Accurate and timely health information is an essential foundation for strengthening health systems. Data for decision making (DDM) is a training curriculum designed to enhance capacity of health department staff to capture and use high-quality data to address priority health issues. In 2013, the Pacific Public Health Surveillance Network adapted and piloted the DDM curriculum as an ‘at work, from work, for work’ field epidemiology training programme component for low-income and middle-income Pacific Island jurisdictions. Based on lessons learned from the pilot, we made several innovations, including delivery on-site at each district (rather than bringing trainees to a central location), conducting pre-DDM consultations and ongoing contact with health leaders across the programme, taking more care in selecting trainees and enrolling a larger cohort of students from within each health department. The decentralised programme was delivered in-country at four sites (both at national and state levels) in the Federated States of Micronesia. Following delivery, we performed an external evaluation of the programme to assess student outcomes, benefits to the health department and general programme effectiveness.
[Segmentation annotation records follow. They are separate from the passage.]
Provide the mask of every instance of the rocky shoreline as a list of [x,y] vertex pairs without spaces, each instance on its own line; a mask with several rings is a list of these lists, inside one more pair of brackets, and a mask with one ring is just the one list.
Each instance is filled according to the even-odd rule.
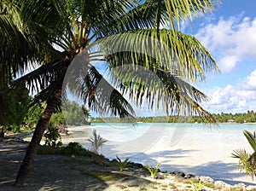
[[180,171],[160,171],[154,178],[142,164],[130,162],[119,171],[102,155],[100,163],[91,159],[38,154],[26,184],[14,187],[15,175],[27,143],[0,142],[0,190],[226,190],[256,191],[256,185],[228,184],[208,177]]

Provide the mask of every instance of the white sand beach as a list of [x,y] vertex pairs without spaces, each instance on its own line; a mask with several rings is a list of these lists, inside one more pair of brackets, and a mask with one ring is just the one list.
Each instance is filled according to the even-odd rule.
[[[256,130],[255,124],[220,125],[220,128],[198,128],[197,124],[169,128],[168,125],[173,126],[167,124],[163,128],[152,124],[146,130],[141,130],[139,127],[116,129],[107,127],[106,124],[96,124],[90,129],[97,130],[102,136],[108,140],[101,149],[101,153],[107,158],[113,159],[118,154],[123,159],[128,157],[131,161],[143,165],[154,166],[160,163],[162,171],[208,176],[230,184],[241,182],[246,184],[255,183],[250,177],[239,173],[236,170],[238,159],[231,158],[235,149],[246,148],[252,151],[242,130]],[[86,127],[87,136],[91,130]],[[73,130],[85,135],[81,128]],[[76,135],[74,132],[73,137],[76,137]],[[86,138],[79,136],[77,141],[79,137],[84,148],[88,148]]]

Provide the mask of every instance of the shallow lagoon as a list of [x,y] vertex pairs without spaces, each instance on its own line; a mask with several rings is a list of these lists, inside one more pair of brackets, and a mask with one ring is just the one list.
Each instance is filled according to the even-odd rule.
[[[243,130],[256,130],[254,124],[92,124],[90,130],[108,140],[100,150],[108,158],[122,159],[143,165],[160,164],[160,169],[212,177],[229,183],[253,182],[239,174],[238,159],[230,157],[233,150],[252,152]],[[88,148],[88,143],[84,142]]]

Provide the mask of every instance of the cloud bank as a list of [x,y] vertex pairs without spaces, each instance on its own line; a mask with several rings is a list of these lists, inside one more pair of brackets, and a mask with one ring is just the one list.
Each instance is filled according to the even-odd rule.
[[256,58],[256,18],[220,18],[201,27],[195,37],[213,56],[222,72],[230,72],[244,60]]

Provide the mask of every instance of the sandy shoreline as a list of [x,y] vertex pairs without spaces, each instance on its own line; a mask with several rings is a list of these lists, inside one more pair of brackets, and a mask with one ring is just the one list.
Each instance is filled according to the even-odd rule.
[[[26,147],[27,143],[17,142],[0,142],[0,190],[194,190],[194,185],[189,180],[173,174],[160,172],[158,179],[152,179],[148,171],[140,168],[120,172],[117,167],[88,163],[88,159],[40,154],[37,156],[26,183],[14,187]],[[90,173],[105,173],[108,178],[101,180]],[[210,177],[200,178],[218,188],[204,187],[206,191],[256,190],[256,186],[246,187],[240,183],[232,187],[223,182],[214,182]]]
[[[68,129],[70,135],[62,136],[62,142],[64,142],[64,144],[68,143],[69,142],[84,142],[85,148],[88,148],[88,143],[86,143],[87,138],[90,135],[92,129],[95,128],[96,127],[91,126],[72,127]],[[210,132],[211,134],[209,134]],[[205,129],[203,135],[198,135],[198,132],[196,130],[185,130],[183,136],[178,140],[178,144],[170,144],[170,136],[172,136],[172,134],[173,132],[166,131],[156,143],[153,144],[149,148],[147,148],[147,149],[145,149],[143,152],[137,153],[137,154],[125,153],[125,151],[120,150],[120,148],[115,145],[117,142],[107,142],[102,149],[101,149],[101,153],[102,153],[108,158],[110,156],[110,159],[115,158],[116,153],[118,153],[119,156],[123,157],[122,159],[124,159],[124,157],[129,156],[131,161],[142,163],[143,165],[155,165],[157,163],[160,163],[161,171],[177,171],[185,172],[186,174],[195,174],[196,176],[209,176],[215,181],[221,180],[231,185],[240,182],[243,182],[246,185],[255,185],[255,182],[253,182],[249,177],[246,177],[244,175],[241,175],[236,171],[237,159],[230,157],[230,150],[232,150],[233,148],[239,148],[241,146],[247,144],[246,140],[244,140],[242,136],[241,136],[242,138],[236,137],[236,135],[230,135],[230,133],[228,132],[229,137],[227,137],[226,133],[222,133],[217,130],[212,134],[212,130],[209,130],[209,129]],[[198,140],[201,140],[201,142],[203,142],[206,144],[199,144]],[[230,140],[232,142],[230,142]],[[226,143],[224,147],[221,145],[222,141],[224,141]],[[214,144],[212,144],[212,142]],[[234,145],[234,142],[236,142],[236,144]],[[166,142],[168,142],[168,144],[166,144]],[[210,144],[209,142],[212,142],[212,144]],[[9,146],[10,146],[10,149],[8,148]],[[3,143],[0,144],[0,162],[2,168],[0,190],[15,190],[13,187],[10,186],[15,181],[19,165],[20,165],[20,162],[24,157],[26,147],[26,144],[20,142],[6,143],[4,147],[3,146]],[[216,148],[222,148],[222,149],[214,150]],[[216,152],[218,154],[216,154]],[[61,162],[59,163],[58,161],[61,160]],[[58,164],[56,164],[56,162]],[[65,182],[67,181],[67,184],[72,185],[74,183],[73,181],[66,180],[69,177],[69,175],[67,175],[67,171],[73,171],[73,166],[69,166],[70,164],[73,164],[73,159],[70,159],[68,157],[67,158],[65,156],[39,155],[37,157],[36,164],[38,164],[35,165],[36,168],[38,169],[33,170],[32,173],[34,173],[34,175],[36,174],[37,176],[38,174],[39,175],[40,173],[43,173],[38,177],[39,178],[37,179],[37,182],[38,181],[39,182],[34,182],[34,177],[33,174],[32,174],[32,176],[28,179],[27,185],[32,184],[34,186],[29,186],[27,189],[26,189],[26,188],[23,188],[24,189],[22,188],[22,190],[32,190],[31,188],[38,187],[38,184],[40,184],[40,187],[45,188],[45,185],[46,187],[48,187],[47,182],[49,184],[49,188],[52,188],[54,184],[54,187],[60,188],[63,184],[63,182],[61,182],[64,180]],[[51,165],[49,165],[49,164]],[[60,168],[61,168],[61,171]],[[86,167],[84,166],[84,168]],[[55,169],[56,172],[49,172],[54,169]],[[41,171],[46,171],[41,172]],[[50,175],[47,173],[47,171],[49,171],[49,173],[50,173]],[[75,179],[78,179],[78,182],[76,182],[76,184],[81,184],[81,188],[88,188],[87,179],[86,181],[84,180],[84,177],[79,174],[79,171],[72,173],[73,173]],[[55,178],[56,178],[54,180],[55,183],[52,182],[53,180],[44,177],[44,176],[54,176]],[[60,177],[62,180],[58,180],[57,177]],[[43,179],[41,180],[41,178]],[[59,182],[60,184],[56,186],[55,182]],[[81,183],[79,182],[86,182],[86,183]],[[102,182],[99,182],[100,185],[102,185]],[[89,183],[89,185],[90,184]],[[71,189],[72,188],[69,186],[65,187],[69,188],[69,189]],[[5,188],[3,189],[3,188]],[[108,189],[108,188],[109,188],[113,187],[107,186],[104,190],[113,190]],[[55,188],[45,190],[59,189]],[[68,190],[68,188],[67,188],[67,190]],[[85,190],[95,189],[88,188]]]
Of the 48 trainees who completed all four classroom modules, 40 trainees participated in the evaluation. Thirty-two of these trainees completed the programme’s capstone field project. Eighteen of these projects directly contributed to changes in legislation, revised programme budgets, changes in programme strategy to augment outreach and to target disease and risk factor ‘hot spots’.

  • epidemiology
  • public health
  • health systems

Data availability statement

Data are available upon reasonable request.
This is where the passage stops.